Groggy with sleep she stood up and started out. She stumbled, and the malignant pain crawled up her spine where eroded edges of bone ground together. She froze, knowing that was useless. The black windows and the shiny beads of icy snow turned scarlet. She heard herself fall, but she did not feel the impact.
She was unconscious for perhaps a second; she came to calmly recording that this was the first time the pain had actually made her faint.
"You okay, miz?"
The old man knelt at her side, hands half extended as if to help her, but trembling, afraid. Two months ago Lais would not have been able to imagine what it would be like to exist in perpetual fear.

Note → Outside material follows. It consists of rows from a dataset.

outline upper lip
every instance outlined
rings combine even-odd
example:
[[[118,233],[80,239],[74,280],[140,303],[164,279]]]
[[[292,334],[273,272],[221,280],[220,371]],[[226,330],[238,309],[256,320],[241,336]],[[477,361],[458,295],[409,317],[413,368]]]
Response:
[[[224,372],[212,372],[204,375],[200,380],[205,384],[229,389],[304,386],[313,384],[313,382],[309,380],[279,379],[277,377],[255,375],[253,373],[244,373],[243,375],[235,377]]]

"I just-- " Even speaking hurt, and her voice shocked her with its weakness. She finished in a whisper. "-- have to rest for a little while." She felt stupid lying on the floor, observed by the machines, but the humiliation was less than that of the few endless days at the hospital being poked and biopsied and sampled like an experiment in the culture of a recalcitrant tissue. By then she had known that the treatments were a charade, and that only the tests were important. She pushed herself up on her elbows, and the old man helped her sit.
"I have... I mean... my room... I'm not supposed to ..." His seamed face was scarlet. It showed emotion much more readily than the dead faces of sustained folk, perhaps because he aged and they did not, perhaps because they were no longer capable of deep feeling.